Progressive multifocal leukoencephalopathy and rheumatoid arthritis treatments.

机构信息

Service de médecine interne, Fondation A. de Rothschild, 25-29, rue Manin, 75019 Paris, France; Inserm UMR 1125, 74, rue Marcel-Cachin, 93017 Bobigny, France; Sorbonne Paris Cité, université Paris 13, 74, rue Marcel-Cachin, 93017 Bobigny, France.

Service de neurologie, Fondation A. de Rothschild, 75019 Paris, France.

出版信息

Joint Bone Spine. 2017 Dec;84(6):671-675. doi: 10.1016/j.jbspin.2017.03.002. Epub 2017 Mar 18.

DOI:10.1016/j.jbspin.2017.03.002
PMID:28323224
Abstract

Progressive multifocal leukoencephalopathy (PML) is a demyelinating disease of the central nervous system due to reactivation of the JC virus (JCV). PML is extremely uncommon despite the high prevalence of the virus in the general population. No specific treatment is available, and the prognosis is bleak. The diagnosis is based on brain imaging findings, detection of the JCV genome in cerebrospinal fluid samples and, in some cases, histological studies of the brain lesions. The pathophysiological mechanisms that drive the development of PML are incompletely understood. However, a consistent feature is the presence of a predisposing factor, most notably immunosuppression. The risk of developing PML varies with the underlying disease (e.g., HIV infection or autoimmune disease) and with the drugs used to treat them.

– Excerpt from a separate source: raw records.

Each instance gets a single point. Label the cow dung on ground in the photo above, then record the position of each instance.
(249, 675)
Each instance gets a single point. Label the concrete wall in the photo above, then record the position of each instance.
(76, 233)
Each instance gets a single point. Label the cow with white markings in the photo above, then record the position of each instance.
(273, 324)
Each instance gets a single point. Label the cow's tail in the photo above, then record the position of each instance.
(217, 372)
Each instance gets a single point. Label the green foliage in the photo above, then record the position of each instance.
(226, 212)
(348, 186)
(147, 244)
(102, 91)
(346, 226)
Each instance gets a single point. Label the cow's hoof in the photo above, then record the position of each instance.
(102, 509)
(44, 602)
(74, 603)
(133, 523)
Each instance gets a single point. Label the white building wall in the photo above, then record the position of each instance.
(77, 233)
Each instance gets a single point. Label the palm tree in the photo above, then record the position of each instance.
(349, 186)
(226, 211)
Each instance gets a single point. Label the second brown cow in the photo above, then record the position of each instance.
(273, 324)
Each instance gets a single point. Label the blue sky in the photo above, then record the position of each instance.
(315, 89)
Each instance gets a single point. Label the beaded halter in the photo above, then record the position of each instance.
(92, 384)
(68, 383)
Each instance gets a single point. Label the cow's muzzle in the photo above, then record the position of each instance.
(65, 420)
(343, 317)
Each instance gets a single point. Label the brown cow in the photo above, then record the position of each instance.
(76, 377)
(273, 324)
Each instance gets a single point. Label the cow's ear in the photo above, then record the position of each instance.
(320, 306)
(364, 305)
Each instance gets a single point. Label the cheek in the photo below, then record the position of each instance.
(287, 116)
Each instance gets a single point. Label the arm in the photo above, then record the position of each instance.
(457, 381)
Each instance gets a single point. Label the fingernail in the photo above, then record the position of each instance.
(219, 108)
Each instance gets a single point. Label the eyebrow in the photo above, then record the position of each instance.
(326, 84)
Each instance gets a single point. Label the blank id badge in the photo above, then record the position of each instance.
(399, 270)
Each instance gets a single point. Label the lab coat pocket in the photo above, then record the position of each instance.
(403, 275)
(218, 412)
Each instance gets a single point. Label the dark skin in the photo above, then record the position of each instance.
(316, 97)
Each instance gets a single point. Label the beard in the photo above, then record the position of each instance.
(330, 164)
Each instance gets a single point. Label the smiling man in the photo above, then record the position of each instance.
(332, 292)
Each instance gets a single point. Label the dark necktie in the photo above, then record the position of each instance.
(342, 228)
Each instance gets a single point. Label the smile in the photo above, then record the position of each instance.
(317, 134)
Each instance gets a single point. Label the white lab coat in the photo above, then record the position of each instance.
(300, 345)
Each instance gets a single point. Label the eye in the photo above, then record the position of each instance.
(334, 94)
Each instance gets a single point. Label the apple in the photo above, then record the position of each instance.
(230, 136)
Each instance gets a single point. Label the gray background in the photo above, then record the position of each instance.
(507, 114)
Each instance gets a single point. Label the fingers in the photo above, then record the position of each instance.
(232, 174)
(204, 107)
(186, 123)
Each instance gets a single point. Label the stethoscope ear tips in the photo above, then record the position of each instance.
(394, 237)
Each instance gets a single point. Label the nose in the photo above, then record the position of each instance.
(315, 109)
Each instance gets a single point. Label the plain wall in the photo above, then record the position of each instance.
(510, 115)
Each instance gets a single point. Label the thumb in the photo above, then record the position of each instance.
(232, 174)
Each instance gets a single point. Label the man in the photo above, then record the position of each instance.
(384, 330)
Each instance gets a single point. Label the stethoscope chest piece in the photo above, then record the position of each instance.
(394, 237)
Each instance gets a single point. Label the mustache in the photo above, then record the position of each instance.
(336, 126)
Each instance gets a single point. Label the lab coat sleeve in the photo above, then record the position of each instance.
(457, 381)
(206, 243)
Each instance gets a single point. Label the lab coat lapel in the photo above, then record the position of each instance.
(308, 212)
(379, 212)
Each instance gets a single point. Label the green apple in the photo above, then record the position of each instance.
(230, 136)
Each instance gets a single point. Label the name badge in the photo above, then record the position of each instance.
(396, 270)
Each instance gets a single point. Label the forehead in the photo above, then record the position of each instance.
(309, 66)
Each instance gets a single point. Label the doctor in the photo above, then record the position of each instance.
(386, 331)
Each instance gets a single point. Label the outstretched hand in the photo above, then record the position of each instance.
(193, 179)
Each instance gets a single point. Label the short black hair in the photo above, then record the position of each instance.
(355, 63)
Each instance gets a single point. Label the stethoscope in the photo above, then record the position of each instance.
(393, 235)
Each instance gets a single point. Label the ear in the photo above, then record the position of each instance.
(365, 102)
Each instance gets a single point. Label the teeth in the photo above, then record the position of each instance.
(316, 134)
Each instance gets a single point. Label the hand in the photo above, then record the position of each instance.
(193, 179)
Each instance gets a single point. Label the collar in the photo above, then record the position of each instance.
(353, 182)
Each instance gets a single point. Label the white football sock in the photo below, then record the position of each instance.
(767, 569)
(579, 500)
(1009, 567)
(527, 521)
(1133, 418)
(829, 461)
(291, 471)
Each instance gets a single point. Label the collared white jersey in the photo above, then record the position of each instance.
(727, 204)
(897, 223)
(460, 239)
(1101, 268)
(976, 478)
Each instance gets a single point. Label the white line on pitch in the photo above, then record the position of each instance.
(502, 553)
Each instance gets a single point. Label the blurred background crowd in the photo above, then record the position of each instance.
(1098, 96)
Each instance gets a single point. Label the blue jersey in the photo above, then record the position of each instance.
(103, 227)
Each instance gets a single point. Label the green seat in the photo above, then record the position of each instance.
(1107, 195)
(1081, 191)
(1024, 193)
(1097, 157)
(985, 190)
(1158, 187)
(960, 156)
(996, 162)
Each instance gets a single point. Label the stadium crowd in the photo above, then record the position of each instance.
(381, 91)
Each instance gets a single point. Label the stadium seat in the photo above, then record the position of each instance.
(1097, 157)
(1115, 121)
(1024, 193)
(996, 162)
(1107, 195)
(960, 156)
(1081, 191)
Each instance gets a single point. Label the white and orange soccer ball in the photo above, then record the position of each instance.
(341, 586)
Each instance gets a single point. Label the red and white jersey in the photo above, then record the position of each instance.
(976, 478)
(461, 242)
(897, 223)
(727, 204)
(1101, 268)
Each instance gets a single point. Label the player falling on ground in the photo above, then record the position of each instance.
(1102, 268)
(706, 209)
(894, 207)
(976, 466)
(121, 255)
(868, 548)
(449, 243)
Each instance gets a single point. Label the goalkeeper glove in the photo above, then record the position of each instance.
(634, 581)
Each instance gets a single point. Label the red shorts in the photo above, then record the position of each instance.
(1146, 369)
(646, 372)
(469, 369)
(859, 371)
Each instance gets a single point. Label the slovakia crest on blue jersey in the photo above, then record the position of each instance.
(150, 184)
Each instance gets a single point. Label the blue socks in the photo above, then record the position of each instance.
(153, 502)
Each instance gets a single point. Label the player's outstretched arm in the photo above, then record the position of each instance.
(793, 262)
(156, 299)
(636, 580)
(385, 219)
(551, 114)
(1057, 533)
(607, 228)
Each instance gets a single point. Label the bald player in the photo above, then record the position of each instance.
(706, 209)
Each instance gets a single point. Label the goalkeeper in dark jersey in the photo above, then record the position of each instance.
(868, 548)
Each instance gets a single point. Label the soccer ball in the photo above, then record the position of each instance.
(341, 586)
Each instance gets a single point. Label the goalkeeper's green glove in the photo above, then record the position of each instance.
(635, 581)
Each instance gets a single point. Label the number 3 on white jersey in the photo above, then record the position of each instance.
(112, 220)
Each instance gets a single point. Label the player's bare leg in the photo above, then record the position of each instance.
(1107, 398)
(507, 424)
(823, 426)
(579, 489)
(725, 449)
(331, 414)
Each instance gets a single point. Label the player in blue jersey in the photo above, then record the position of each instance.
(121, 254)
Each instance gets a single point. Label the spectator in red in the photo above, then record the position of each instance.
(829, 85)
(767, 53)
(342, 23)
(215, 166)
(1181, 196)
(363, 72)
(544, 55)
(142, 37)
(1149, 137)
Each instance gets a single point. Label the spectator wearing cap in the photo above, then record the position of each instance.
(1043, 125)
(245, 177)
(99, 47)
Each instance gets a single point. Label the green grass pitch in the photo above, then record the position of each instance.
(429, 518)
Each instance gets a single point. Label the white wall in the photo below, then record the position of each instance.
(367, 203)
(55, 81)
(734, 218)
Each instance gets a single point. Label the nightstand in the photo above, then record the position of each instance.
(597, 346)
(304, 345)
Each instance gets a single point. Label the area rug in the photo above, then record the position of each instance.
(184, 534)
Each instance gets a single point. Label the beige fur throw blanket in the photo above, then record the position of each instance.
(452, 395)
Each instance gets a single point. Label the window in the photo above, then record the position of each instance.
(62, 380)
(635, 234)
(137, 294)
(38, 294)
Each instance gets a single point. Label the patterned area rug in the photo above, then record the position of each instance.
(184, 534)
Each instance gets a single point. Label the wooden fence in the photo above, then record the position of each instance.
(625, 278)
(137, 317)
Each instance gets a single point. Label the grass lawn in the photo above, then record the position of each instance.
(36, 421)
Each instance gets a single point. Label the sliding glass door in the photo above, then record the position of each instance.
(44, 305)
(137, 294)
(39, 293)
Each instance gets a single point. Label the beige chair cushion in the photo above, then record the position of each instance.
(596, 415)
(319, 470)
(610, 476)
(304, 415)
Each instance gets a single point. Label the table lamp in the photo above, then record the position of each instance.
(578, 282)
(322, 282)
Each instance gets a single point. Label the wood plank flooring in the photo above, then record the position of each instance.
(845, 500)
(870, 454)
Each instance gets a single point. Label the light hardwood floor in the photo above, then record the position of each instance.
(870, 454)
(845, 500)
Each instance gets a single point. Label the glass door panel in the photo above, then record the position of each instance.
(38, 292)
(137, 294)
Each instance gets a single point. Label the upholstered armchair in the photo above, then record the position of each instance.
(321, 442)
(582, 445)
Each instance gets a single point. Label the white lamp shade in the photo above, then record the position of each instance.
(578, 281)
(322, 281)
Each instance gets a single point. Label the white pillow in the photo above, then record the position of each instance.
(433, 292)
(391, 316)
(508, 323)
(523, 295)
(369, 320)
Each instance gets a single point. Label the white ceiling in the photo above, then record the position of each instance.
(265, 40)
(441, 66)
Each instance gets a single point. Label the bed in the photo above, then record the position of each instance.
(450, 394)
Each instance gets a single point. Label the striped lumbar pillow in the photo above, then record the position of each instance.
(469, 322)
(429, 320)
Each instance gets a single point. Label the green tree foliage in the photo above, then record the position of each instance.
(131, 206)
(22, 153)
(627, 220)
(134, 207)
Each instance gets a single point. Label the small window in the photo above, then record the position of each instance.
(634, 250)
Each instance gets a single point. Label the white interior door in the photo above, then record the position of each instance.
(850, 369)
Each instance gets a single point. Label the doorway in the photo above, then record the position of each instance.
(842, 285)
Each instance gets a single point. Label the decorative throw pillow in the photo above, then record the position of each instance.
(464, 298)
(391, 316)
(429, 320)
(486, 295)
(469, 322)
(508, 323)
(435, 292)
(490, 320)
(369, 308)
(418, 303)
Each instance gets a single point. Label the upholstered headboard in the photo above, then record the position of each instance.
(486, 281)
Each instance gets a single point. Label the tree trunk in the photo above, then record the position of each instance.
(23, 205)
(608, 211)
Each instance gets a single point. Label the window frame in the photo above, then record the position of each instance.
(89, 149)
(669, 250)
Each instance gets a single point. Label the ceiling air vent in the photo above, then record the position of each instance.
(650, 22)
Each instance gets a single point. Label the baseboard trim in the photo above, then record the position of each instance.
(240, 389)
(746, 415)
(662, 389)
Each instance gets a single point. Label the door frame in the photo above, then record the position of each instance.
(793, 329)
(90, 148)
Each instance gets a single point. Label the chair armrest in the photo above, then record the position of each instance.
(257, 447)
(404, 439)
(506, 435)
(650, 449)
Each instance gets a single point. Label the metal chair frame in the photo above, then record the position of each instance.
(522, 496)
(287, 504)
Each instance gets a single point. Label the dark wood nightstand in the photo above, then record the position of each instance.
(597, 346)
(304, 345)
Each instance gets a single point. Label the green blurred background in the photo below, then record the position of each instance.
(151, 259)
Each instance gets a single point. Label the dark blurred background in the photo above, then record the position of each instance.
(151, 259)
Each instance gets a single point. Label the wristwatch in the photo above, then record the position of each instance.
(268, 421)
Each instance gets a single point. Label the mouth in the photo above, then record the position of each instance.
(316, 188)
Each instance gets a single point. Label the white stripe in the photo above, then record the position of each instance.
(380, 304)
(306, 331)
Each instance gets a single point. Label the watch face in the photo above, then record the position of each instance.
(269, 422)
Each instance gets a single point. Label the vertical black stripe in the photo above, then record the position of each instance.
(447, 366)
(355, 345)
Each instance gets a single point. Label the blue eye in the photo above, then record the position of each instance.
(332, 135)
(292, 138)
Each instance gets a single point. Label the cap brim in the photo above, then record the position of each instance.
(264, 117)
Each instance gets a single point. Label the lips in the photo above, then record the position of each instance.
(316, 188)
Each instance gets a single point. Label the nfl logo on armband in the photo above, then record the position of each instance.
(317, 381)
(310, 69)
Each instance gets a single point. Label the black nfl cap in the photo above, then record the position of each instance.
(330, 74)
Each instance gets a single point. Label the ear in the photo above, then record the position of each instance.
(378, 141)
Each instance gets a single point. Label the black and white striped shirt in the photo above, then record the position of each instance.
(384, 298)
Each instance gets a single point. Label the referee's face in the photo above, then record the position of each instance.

Biologics have been ranked according to the risk of PML during their use. Natalizumab, a monoclonal antibody given to treat multiple sclerosis, is among the drugs associated with a high risk of PML. Patients given natalizumab are now closely monitored based on anti-JCV antibody titers and index values. In rheumatology, the expanding use of biologics has led to an increase in cases of PML, with rituximab being associated with the highest risk. Given the absence of specific recommendations, exhaustive registries and postmarketing observational studies are urgently needed to gauge the risk of PML according to the underlying disease and drug treatments, with the goal of defining optimal monitoring protocols.

摘要

进行性多灶性白质脑病(PML)是一种中枢神经系统脱髓鞘疾病,由 JC 病毒(JCV)再激活引起。尽管该病毒在普通人群中的流行率很高,但 PML 极为罕见。目前尚无特异性治疗方法,预后较差。诊断基于脑部影像学发现、脑脊液样本中 JCV 基因组的检测,以及在某些情况下,对脑部病变的组织学研究。导致 PML 发展的病理生理机制尚未完全阐明。然而,一个一致的特征是存在诱发因素,最常见的是免疫抑制。发生 PML 的风险因基础疾病(例如 HIV 感染或自身免疫性疾病)和用于治疗这些疾病的药物而有所不同。生物制剂根据使用过程中发生 PML 的风险进行了分类。那他珠单抗是一种用于治疗多发性硬化症的单克隆抗体,是与 PML 高风险相关的药物之一。接受那他珠单抗治疗的患者现在根据抗 JCV 抗体滴度和指数值进行密切监测。在风湿病学中,生物制剂的广泛使用导致 PML 病例增加,利妥昔单抗与最高风险相关。由于缺乏具体建议,迫切需要进行详尽的登记和上市后观察性研究,根据基础疾病和药物治疗来评估 PML 的风险,以确定最佳监测方案。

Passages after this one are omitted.